User Defined Functions#

User Defined Functions (or UDFs for short) are small computational kernels for data in arrays that can be expressed in a simple subset of Python. These functions are then passed to the internal compiler in ironArray and a binary specific and optimized for the local CPU is generated. In addition, it will make use of the available SIMD hardware in the CPU for accelerating transcendental functions and other operations.

Overview#

An UDF receives windows (blocks) of data from different arrays and after some computations, it generates back another data block for being stored in a window of the output array. The out window is always the first parameter and the different inputs come later on.

The UDF uses Python annotations so as to express properties like the data types and the number of dimensions of the arguments.

The function must return an integer, 0 for success and non-zero for error. The type of the return value can be annotated, but it’s not necessary as it defaults to integer (which is the only supported type).

Here it is a simple example of how this works in practice:

from iarray.udf import jit, Array, float32

@jit
def mean_with_cap(out: Array(float32, 3),
                  p1: Array(float32, 3),
                  p2: Array(float32, 3),
                  p3: Array(float32, 3)):

    l = p1.window_shape[0]
    m = p1.window_shape[1]
    n = p1.window_shape[2]

    MAX_VAL = 1e10  # this cap cannot be exceed when doing the mean
    for i in range(l):
        for j in range(m):
            for k in range(n):
                value = p1[i,j,k] + p2[i,j,k] + p3[i,j,k]
                value = value if value < MAX_VAL else 0
                out[i,j,k] = value / 3

    return 0

precip_expr = ia.expr_from_udf(mean_with_cap, [precip1, precip2, precip3])
precip_mean = precip_expr.eval()

Above we have an UDF called mean_with_cap that produces an out data block of float32 with 3 dimensions, and has 3 inputs (p1, p2, p3) also with a float32 type and 3 dimensions as well. The function returns an int as an error code (0 means success). Then, it retrieves the shape of the view of one of the inputs (ironArray guarantees that all the views in inputs and output have the same shape) and does a nested for loop for computing the mean for every value in the inputs.

After that, the UDF is compiled and produces an Expr expression via the expr_from_udf() call. The inputs are passed in the expr_from_udf() call too, but there is no need to create the out array as one will be properly crafted and passed to the UDF during the execution of the precip_expr.eval() call.
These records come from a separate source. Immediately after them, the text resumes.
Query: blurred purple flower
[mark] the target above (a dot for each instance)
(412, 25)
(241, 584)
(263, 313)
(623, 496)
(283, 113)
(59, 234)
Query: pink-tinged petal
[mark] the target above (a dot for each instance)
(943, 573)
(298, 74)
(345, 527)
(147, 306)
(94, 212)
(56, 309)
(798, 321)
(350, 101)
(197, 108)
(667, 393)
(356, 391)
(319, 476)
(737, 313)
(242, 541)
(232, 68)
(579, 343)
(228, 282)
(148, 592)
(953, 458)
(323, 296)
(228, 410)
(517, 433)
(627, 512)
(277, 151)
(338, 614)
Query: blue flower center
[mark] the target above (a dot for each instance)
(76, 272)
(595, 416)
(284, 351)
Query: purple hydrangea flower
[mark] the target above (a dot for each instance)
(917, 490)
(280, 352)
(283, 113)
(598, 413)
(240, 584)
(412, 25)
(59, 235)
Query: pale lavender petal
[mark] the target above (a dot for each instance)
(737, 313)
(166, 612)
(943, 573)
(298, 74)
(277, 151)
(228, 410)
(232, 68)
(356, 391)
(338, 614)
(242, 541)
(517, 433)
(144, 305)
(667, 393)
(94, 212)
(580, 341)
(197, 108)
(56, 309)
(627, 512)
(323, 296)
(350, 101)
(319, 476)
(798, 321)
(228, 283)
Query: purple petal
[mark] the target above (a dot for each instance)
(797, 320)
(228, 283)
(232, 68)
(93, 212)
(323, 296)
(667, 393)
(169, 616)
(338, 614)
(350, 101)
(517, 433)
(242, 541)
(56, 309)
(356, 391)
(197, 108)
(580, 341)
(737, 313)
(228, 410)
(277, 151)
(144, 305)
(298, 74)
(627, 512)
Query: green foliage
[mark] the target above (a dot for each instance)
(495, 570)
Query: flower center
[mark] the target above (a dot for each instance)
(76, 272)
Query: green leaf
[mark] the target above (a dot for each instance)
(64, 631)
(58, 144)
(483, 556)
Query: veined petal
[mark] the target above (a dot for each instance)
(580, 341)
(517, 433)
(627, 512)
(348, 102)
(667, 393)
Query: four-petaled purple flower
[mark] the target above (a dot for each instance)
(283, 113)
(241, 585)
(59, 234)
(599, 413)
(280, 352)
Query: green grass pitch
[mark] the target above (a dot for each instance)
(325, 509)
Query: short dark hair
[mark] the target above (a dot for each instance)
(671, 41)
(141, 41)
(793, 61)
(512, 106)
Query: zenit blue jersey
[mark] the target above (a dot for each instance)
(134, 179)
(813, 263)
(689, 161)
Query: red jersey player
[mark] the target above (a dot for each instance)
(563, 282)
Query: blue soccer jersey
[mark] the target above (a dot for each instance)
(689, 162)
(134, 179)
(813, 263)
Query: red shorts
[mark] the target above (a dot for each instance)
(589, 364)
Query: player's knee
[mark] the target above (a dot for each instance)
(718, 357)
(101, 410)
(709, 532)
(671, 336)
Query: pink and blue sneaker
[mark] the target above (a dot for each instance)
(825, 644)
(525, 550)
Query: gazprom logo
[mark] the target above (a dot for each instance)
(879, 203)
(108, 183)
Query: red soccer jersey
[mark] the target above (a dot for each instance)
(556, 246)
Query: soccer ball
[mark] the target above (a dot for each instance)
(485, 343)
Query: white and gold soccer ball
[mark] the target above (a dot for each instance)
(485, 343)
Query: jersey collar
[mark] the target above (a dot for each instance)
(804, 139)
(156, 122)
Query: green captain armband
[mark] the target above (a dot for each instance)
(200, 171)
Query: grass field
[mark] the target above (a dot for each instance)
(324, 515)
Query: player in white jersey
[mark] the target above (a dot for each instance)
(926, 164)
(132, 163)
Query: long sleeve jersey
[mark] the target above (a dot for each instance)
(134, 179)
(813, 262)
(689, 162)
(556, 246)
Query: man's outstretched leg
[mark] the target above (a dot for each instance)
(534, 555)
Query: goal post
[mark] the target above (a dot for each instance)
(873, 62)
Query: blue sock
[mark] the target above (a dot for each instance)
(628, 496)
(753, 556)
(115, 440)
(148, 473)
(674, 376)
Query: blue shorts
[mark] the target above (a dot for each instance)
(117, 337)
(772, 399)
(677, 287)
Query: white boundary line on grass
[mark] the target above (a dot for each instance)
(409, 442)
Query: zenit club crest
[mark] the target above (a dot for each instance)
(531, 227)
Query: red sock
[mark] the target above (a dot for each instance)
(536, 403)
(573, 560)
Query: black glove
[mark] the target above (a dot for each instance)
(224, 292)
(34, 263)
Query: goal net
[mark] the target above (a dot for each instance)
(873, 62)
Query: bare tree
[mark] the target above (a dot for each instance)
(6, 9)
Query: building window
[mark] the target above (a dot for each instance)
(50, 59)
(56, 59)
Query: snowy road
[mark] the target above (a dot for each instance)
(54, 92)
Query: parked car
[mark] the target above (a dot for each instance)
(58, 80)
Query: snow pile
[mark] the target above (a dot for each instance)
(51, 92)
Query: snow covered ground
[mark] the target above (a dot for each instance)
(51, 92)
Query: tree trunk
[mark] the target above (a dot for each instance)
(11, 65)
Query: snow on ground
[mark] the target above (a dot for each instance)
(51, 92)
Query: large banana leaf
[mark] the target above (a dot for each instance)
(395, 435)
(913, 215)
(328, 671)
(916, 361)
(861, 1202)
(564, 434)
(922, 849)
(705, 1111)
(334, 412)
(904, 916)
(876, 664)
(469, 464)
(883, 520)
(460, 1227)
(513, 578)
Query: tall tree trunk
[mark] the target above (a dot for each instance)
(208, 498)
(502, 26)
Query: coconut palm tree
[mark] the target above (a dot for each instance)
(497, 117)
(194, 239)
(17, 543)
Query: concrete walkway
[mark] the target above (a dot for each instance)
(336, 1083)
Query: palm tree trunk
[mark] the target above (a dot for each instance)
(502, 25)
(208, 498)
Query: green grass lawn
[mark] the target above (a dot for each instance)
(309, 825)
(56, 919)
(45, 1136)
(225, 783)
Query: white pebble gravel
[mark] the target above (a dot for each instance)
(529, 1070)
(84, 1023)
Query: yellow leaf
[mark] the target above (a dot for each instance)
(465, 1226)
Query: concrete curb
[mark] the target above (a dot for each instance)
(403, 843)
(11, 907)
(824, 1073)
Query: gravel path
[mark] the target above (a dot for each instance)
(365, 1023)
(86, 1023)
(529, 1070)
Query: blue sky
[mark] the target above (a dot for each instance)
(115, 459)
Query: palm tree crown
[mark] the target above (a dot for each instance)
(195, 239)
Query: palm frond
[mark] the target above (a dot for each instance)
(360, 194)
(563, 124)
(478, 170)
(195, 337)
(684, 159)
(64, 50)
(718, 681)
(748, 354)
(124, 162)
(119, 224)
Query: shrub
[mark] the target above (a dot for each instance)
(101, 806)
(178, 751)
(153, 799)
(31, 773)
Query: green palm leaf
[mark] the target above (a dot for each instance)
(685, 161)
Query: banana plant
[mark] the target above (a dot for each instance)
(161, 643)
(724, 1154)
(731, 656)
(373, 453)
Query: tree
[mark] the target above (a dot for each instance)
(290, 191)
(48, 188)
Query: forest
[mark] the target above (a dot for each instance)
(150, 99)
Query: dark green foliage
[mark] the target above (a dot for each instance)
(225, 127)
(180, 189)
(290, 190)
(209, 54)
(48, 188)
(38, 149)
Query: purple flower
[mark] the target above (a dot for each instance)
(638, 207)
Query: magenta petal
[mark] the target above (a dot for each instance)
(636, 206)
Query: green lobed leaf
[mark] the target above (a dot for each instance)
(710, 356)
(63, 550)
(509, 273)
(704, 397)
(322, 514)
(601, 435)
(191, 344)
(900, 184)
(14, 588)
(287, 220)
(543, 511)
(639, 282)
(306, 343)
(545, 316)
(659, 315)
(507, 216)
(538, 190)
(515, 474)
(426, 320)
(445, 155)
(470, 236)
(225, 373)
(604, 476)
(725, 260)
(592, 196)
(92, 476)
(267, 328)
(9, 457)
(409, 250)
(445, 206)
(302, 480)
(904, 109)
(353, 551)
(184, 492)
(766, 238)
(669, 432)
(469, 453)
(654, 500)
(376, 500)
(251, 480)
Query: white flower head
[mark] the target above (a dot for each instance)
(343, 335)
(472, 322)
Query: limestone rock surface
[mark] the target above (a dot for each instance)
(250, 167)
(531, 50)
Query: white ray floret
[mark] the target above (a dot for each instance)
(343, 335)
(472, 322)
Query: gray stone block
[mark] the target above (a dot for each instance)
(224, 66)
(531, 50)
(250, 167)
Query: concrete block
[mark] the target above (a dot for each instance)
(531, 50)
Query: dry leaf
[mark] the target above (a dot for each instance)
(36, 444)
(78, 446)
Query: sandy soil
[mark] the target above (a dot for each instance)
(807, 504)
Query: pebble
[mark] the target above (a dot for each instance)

The different out blocks coming out of the UDF are assembled internally by the computational engine in ironArray and delivered in the final precip_mean array.

See the tutorial section for more hints on how to use UDFs.

Types and operations#

The supported numerical types are floats (float32 and float64).

This includes literals. If not annotated a float literal will be interpreted as float64. For example:

n = 5.0        # float64
n:float32 = 5  # float32

The supported binary operations are addition +, subtraction -, multiplication *, and division /. The supported unary operators for numerical types are -.

The modulus operator % is supported as well, but only if at least one of the operands is a variable (i.e. i % 3 works but 7 % 3 does not).

In numerical expressions mixing a float32 with a float64, the float32 value will be converted to float64.

Comparisons are also supported, with the operators for: equality =, not equality !=, less than <, less than equal <=, greater than >, greater than equal >=. And logical expressions with the and, or and not operators. But boolean literals are not supported.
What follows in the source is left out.